The self portrait, painted in 1787, was an image of Vigee Le Brun sporting a full, toothy grin. It was such a divergence from painting conventions thus far that it caused an uproar in the art world. “An affectation which artists, art-lovers and persons of taste have been united in condemning, and which finds no precedent among the Ancients, is that in smiling,” spewed one gossip columnist. “[Vigee Le Brun] shows her teeth.” The painting briefly made Louise’s smile as notorious as the Mona Lisa’s, and shattered a tradition that stretched back to the Greeks.

Self portrait, Mary Cassatt, Matthews Gallery blog
Self portrait, Mary Cassatt

4. Mary Cassatt (1844-1926)

Mary Cassatt was born in Allegheny City, Pennsylvania and attended the Pennsylvania Academy of Fine Arts, where most of the female students saw art not as a profession but as a privilege of high society. She left the Academy for Paris in 1866, frustrated with her teachers’ attitudes toward female artists and determined to study the masters on her own.

In France, Cassatt enlisted various private tutors and copied works in the Louvre to develop her skill. Impressionism was just beginning to rock the foundations of the Parisian art world, but it didn’t catch Cassatt’s fancy until after an unsuccessful stint in Chicago and a return to Paris in 1871. That’s when she met Edgar Degas, who introduced her to Impressionists and offered to show her work in one of their exhibitions.

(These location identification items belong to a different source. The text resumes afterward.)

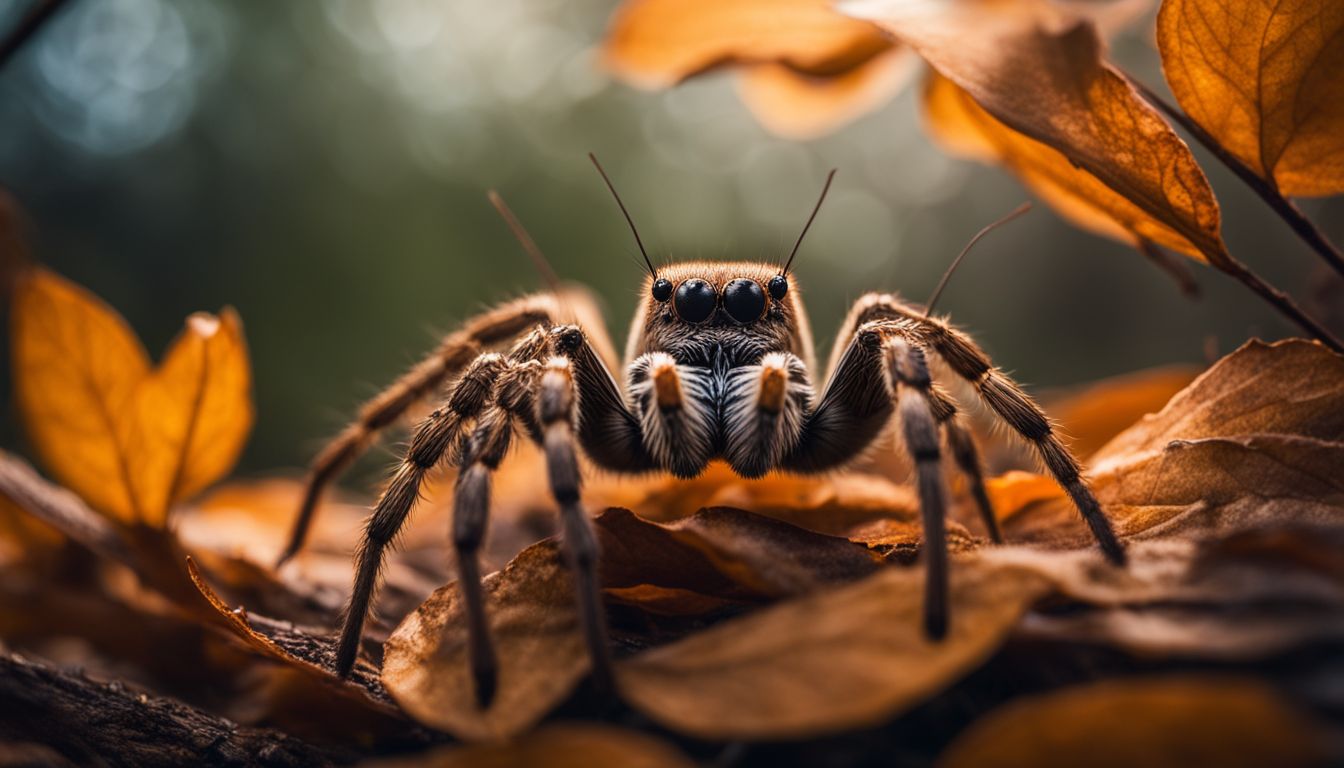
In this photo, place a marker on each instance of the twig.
(1286, 210)
(93, 722)
(27, 27)
(1173, 266)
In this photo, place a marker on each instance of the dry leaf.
(659, 43)
(561, 745)
(1093, 414)
(128, 440)
(1173, 721)
(1266, 80)
(800, 106)
(848, 658)
(1254, 595)
(1039, 73)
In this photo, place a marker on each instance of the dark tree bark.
(109, 724)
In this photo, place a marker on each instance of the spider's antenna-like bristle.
(956, 262)
(553, 281)
(628, 219)
(807, 226)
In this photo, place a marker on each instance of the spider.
(719, 367)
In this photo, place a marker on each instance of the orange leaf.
(797, 105)
(1266, 80)
(561, 745)
(657, 43)
(1062, 117)
(1160, 722)
(846, 658)
(128, 440)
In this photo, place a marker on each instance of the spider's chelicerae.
(719, 365)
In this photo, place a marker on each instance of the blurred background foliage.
(323, 167)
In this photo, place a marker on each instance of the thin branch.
(27, 27)
(1172, 265)
(1286, 210)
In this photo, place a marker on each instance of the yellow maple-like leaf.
(1266, 80)
(128, 439)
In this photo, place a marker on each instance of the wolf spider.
(719, 366)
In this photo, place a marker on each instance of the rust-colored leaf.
(1266, 80)
(559, 745)
(1172, 721)
(1058, 114)
(1093, 414)
(129, 440)
(657, 43)
(836, 661)
(799, 105)
(1254, 440)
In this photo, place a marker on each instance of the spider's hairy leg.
(1007, 400)
(453, 353)
(765, 406)
(675, 412)
(433, 437)
(907, 373)
(481, 456)
(967, 455)
(555, 406)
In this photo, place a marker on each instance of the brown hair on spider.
(718, 366)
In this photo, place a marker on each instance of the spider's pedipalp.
(675, 408)
(764, 409)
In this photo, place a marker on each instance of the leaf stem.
(1173, 266)
(1286, 210)
(28, 26)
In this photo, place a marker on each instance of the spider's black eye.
(743, 300)
(695, 300)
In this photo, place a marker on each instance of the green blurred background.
(323, 166)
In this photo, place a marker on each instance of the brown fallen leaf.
(559, 745)
(129, 440)
(1035, 94)
(847, 658)
(535, 631)
(1172, 721)
(797, 105)
(717, 558)
(657, 43)
(1093, 414)
(805, 69)
(1266, 80)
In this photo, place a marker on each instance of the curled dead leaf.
(842, 659)
(657, 43)
(129, 440)
(1172, 721)
(805, 69)
(561, 745)
(1266, 80)
(535, 631)
(1036, 94)
(799, 105)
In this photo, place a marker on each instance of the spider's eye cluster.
(743, 300)
(695, 300)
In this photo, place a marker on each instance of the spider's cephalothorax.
(719, 363)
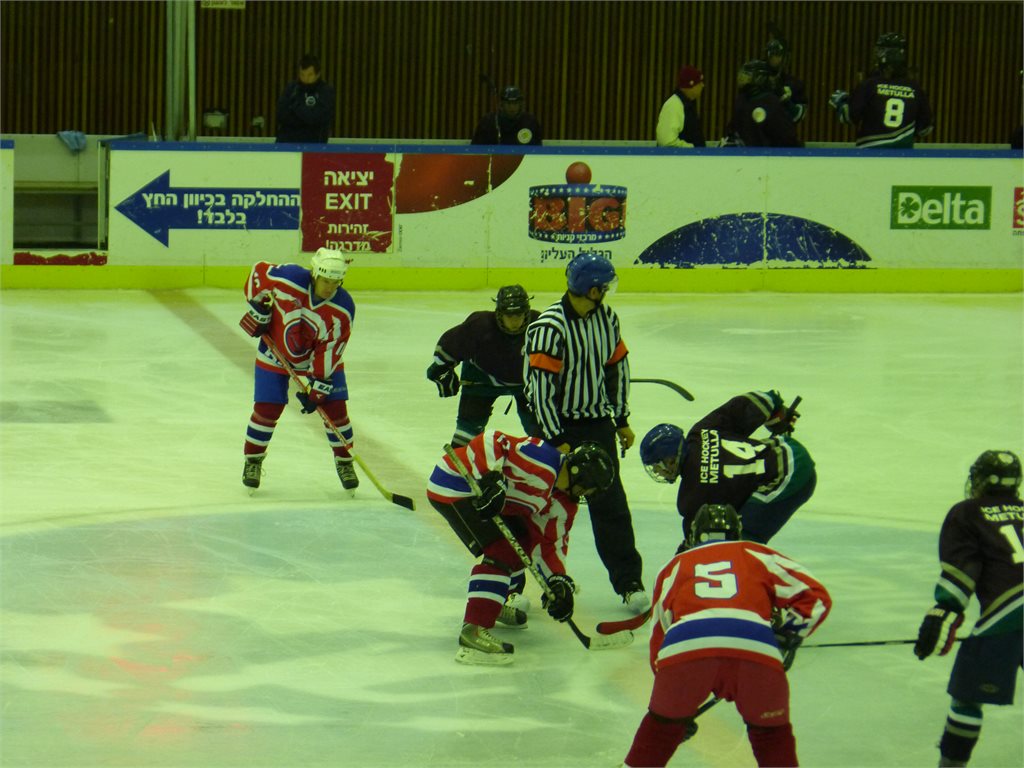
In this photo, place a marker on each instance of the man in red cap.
(679, 123)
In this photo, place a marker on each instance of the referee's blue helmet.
(589, 270)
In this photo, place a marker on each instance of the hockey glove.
(559, 606)
(257, 321)
(492, 498)
(445, 379)
(940, 626)
(318, 391)
(782, 421)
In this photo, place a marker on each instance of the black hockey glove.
(783, 420)
(559, 607)
(940, 626)
(492, 498)
(257, 321)
(318, 391)
(445, 379)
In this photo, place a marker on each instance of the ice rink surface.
(154, 613)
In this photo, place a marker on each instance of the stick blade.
(402, 501)
(611, 642)
(611, 628)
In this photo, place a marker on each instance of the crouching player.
(535, 487)
(726, 612)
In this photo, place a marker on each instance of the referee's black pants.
(609, 512)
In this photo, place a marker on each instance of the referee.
(578, 384)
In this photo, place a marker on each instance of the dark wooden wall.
(591, 71)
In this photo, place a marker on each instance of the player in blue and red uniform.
(536, 489)
(488, 344)
(308, 316)
(719, 462)
(725, 611)
(981, 553)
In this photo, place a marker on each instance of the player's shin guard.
(773, 747)
(488, 586)
(337, 412)
(261, 425)
(655, 741)
(962, 732)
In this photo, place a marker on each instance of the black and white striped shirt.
(576, 368)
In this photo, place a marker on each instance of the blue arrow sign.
(158, 208)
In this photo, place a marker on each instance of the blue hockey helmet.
(662, 452)
(589, 270)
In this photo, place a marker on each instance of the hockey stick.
(597, 643)
(666, 383)
(401, 501)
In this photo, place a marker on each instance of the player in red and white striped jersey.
(308, 316)
(725, 609)
(535, 487)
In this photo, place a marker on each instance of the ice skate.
(346, 473)
(478, 646)
(251, 472)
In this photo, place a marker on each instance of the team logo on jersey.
(577, 211)
(941, 208)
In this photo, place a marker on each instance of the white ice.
(154, 613)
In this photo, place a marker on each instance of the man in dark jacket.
(305, 109)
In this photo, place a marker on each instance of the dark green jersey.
(981, 554)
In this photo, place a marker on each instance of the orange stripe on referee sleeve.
(620, 352)
(546, 363)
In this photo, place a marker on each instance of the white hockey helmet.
(329, 264)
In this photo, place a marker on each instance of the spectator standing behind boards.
(791, 90)
(510, 124)
(679, 122)
(578, 385)
(981, 552)
(305, 108)
(889, 109)
(759, 118)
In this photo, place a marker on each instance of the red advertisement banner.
(347, 202)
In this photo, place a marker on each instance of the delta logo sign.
(578, 212)
(941, 208)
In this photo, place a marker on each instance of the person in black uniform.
(981, 553)
(305, 108)
(679, 121)
(889, 109)
(790, 89)
(578, 383)
(759, 118)
(488, 344)
(720, 463)
(510, 124)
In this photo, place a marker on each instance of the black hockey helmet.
(512, 300)
(756, 73)
(590, 468)
(715, 522)
(511, 93)
(994, 472)
(892, 60)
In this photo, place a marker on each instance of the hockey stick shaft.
(401, 501)
(666, 383)
(519, 551)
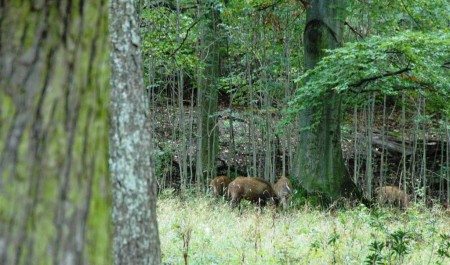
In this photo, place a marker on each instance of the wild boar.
(283, 189)
(219, 185)
(392, 195)
(252, 189)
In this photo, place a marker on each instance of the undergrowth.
(205, 230)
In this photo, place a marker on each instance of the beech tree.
(136, 238)
(320, 163)
(53, 133)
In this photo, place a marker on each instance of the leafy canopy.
(411, 61)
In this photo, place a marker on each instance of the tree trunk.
(136, 238)
(208, 131)
(53, 132)
(320, 163)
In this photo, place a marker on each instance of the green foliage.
(411, 61)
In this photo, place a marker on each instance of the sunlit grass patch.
(205, 230)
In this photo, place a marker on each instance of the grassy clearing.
(204, 230)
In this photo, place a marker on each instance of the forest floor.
(203, 230)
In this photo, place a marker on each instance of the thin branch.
(354, 30)
(184, 39)
(373, 78)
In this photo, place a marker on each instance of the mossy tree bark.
(53, 132)
(320, 165)
(136, 237)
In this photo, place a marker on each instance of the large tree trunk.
(320, 165)
(53, 132)
(136, 238)
(208, 144)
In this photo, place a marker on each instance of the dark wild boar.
(392, 195)
(219, 185)
(283, 189)
(252, 189)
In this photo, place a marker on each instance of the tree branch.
(184, 39)
(373, 78)
(354, 30)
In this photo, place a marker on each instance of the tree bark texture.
(320, 165)
(53, 131)
(136, 238)
(208, 144)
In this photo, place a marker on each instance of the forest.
(224, 132)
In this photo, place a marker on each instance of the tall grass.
(205, 230)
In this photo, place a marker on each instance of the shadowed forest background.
(237, 88)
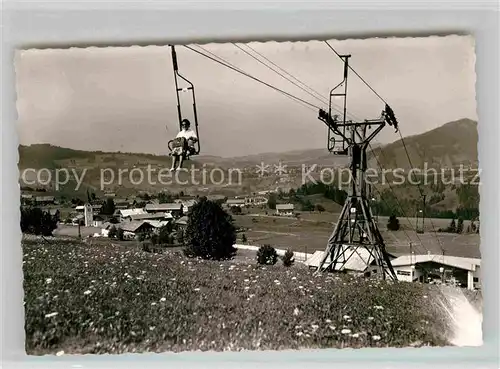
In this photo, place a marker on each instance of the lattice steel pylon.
(356, 234)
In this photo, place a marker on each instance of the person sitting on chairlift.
(183, 144)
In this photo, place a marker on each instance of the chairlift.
(179, 145)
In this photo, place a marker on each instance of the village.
(138, 219)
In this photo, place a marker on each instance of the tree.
(179, 236)
(38, 222)
(267, 255)
(393, 224)
(108, 207)
(288, 258)
(236, 210)
(165, 197)
(210, 232)
(165, 234)
(307, 205)
(460, 225)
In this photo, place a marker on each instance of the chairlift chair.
(175, 144)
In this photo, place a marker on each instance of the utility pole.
(356, 229)
(423, 215)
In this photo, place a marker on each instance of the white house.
(432, 268)
(126, 213)
(284, 209)
(173, 208)
(235, 202)
(255, 200)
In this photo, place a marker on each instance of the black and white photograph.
(250, 196)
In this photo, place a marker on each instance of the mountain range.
(449, 145)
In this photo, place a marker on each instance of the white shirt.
(187, 134)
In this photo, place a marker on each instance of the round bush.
(267, 255)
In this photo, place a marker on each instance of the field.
(108, 298)
(311, 231)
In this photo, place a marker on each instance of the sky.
(123, 99)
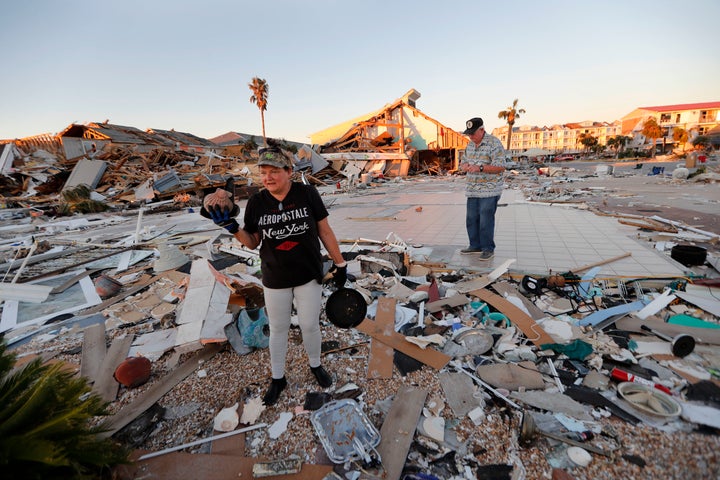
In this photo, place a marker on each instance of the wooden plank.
(122, 295)
(380, 364)
(428, 356)
(524, 322)
(504, 288)
(94, 351)
(157, 390)
(105, 384)
(218, 467)
(459, 392)
(398, 430)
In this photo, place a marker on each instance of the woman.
(288, 220)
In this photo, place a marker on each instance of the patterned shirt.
(489, 152)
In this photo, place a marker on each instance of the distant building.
(394, 139)
(695, 118)
(564, 138)
(84, 139)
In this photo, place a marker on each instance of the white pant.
(279, 304)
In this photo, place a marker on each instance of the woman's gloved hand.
(339, 275)
(223, 218)
(220, 208)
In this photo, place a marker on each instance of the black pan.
(346, 308)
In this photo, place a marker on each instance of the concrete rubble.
(455, 373)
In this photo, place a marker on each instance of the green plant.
(47, 424)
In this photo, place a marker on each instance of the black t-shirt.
(290, 245)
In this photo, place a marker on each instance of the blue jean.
(480, 222)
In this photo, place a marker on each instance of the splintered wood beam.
(428, 356)
(380, 363)
(522, 320)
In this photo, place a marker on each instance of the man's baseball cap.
(472, 125)
(273, 157)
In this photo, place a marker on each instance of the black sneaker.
(324, 379)
(273, 394)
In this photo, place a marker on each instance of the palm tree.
(680, 135)
(652, 130)
(588, 141)
(617, 143)
(260, 90)
(510, 114)
(46, 423)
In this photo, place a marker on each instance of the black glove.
(339, 275)
(223, 218)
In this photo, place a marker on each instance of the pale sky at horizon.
(186, 64)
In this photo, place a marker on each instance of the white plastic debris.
(227, 419)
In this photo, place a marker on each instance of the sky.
(186, 65)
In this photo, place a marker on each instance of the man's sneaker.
(324, 379)
(273, 394)
(486, 255)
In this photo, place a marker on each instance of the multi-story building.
(695, 118)
(563, 138)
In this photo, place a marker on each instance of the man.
(483, 165)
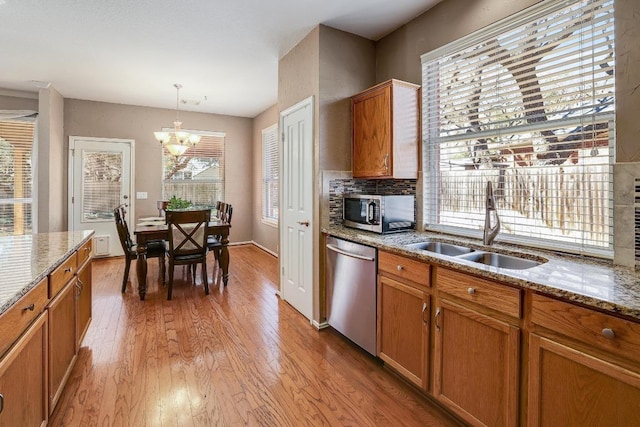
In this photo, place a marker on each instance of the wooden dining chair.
(188, 242)
(155, 249)
(214, 243)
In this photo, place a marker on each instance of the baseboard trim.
(321, 325)
(269, 251)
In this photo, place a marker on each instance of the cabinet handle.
(608, 333)
(424, 308)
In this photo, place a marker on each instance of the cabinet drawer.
(406, 268)
(16, 319)
(610, 333)
(61, 275)
(84, 252)
(496, 296)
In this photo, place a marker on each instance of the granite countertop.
(27, 259)
(588, 281)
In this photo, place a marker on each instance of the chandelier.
(177, 141)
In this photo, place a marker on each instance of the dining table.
(146, 231)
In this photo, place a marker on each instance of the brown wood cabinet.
(62, 340)
(40, 335)
(477, 354)
(23, 397)
(504, 356)
(69, 317)
(386, 131)
(403, 316)
(83, 292)
(572, 381)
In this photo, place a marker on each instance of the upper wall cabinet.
(386, 131)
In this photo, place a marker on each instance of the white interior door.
(296, 227)
(99, 181)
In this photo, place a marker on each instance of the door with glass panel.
(99, 181)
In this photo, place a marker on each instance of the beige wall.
(398, 55)
(51, 165)
(263, 234)
(298, 79)
(330, 65)
(105, 120)
(347, 66)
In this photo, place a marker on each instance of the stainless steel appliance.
(380, 214)
(351, 291)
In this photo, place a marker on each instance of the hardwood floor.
(239, 356)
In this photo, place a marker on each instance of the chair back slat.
(188, 232)
(123, 229)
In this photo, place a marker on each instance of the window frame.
(221, 181)
(431, 147)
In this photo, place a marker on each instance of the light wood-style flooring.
(239, 356)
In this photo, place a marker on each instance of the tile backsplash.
(340, 187)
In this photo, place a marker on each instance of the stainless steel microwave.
(380, 214)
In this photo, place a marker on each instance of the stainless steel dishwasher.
(351, 291)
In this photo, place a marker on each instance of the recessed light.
(40, 84)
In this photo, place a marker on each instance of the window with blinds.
(16, 177)
(270, 175)
(198, 175)
(527, 103)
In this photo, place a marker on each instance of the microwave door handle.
(371, 211)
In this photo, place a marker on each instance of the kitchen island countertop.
(26, 259)
(584, 280)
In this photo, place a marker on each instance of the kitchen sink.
(441, 248)
(500, 260)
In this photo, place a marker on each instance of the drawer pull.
(424, 308)
(608, 333)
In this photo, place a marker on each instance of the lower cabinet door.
(23, 397)
(476, 365)
(568, 387)
(403, 329)
(62, 340)
(83, 289)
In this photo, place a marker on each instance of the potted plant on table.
(176, 203)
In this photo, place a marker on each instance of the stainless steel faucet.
(490, 233)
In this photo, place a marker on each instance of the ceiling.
(224, 53)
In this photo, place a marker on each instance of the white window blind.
(270, 175)
(198, 175)
(527, 103)
(16, 177)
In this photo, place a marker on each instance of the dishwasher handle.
(352, 255)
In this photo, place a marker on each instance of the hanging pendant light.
(177, 142)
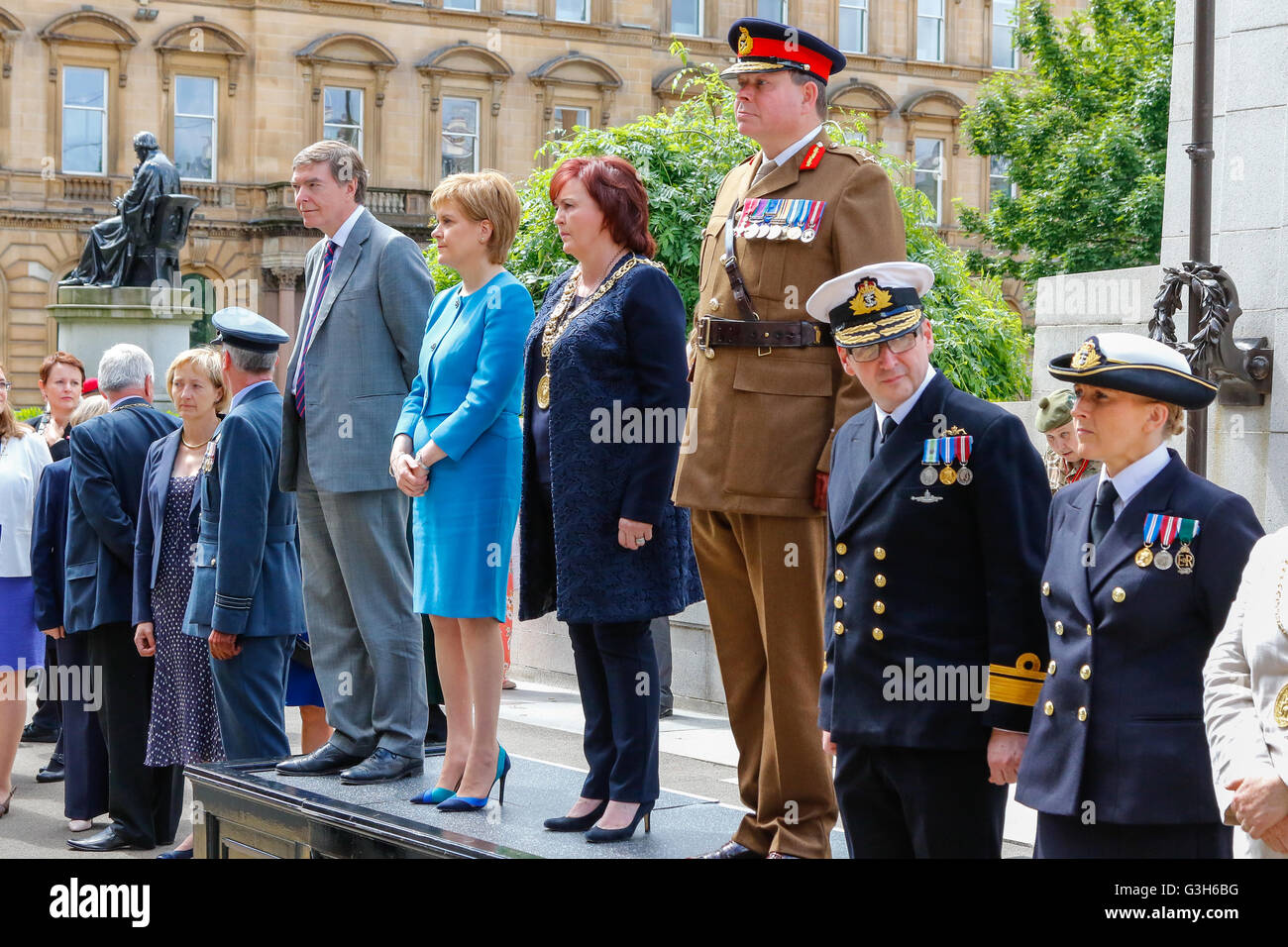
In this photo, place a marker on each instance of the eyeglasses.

Cassatt would become a hugely influential figure in the fledgling movement, and would later be named one of “les trois grandes dames” of Impressionism by art critic Gustave Geffroy.

Portrait of Gertrude Stein, Pablo Picasso, Matthews Gallery blog
Portrait of Gertrude Stein, Pablo Picasso

Gertrude Stein (1874-1946)

“I always wanted to be historical from almost a baby on, I felt that way about it,” Gertrude Stein once declared. If anyone called into doubt the American modernist writer’s genius, Stein was the first to speak up about it.

Stein’s influence on the history of visual art is partly tied to her radical writing style, which helped define modernism and was crafted in close dialogue with the visual arts. Her significance also rests in her expansive art collection, which populated the walls of her Parisian home where influential modernists like Pablo Picasso, Henri Matisse, Ernest Hemingway and F. Scott Fitzgerald often congregated.

As the often stern den mother of the “Lost Generation” carefully curated her collection and cultivated close friendships with the artists she liked, she was shaping a radical revolution that would forever change the history of art.